2. Record `const wallBefore = Date.now()`.
3. Issue 10 000 `set()` calls in a tight synchronous loop:
```typescript
for (let i = 0; i < 10_000; i++) { map.set('k', i) }
```
4. Record `const tsAfter = (map as any).lastTimestamp`.
5. Verify `tsAfter > wallBefore * 3000` (the synthetic clock is ahead of the wall clock).
6. Verify all entries in `arr.toArray()` have strictly increasing `Timestamp` values.
7. Verify `map.get('k') === 9999` (the last write won, as expected by LWW).
**Expected:** Exceeding `OperationsPerMS` causes the synthetic clock to run ahead, but timestamps remain strictly monotonic and LWW correctness is preserved.
---
#### TC-8.1.6 — Extreme clock skew: the client with the higher synthetic timestamp wins (informational)
1. Create `doc1`, `doc2`; `map1`, `map2` (disconnected).
2. Advance `map1`'s `lastTimestamp` by several hours:
```typescript
;(map1 as any).lastTimestamp = (Date.now() + 2 * 3600 * 1000) * 3000
```
3. Call `map1.set('k', 'future')` — gets a very high synthetic timestamp.
4. Call `map2.set('k', 'now')` — gets the current wall-clock timestamp (much lower).
5. Sync both ways:
```typescript
Y.applyUpdate(doc2, Y.encodeStateAsUpdate(doc1))
Y.applyUpdate(doc1, Y.encodeStateAsUpdate(doc2))
```
6. Verify `map1.get('k') === 'future'` and `map2.get('k') === 'future'` (both converge).

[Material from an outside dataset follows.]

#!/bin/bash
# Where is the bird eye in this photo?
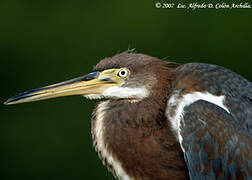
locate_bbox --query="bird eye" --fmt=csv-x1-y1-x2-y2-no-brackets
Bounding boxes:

7. Document: this reflects the known behaviour described in the README — clients with faster clocks have a systematic advantage when offline; LWW correctness is maintained (convergence), but `'future'` wins even though it was set before `'now'` in wall-clock time.
**Expected:** Both clients converge to the same value (`'future'`). This test documents actual behaviour at extreme clock skew and is informational rather than a correctness assertion.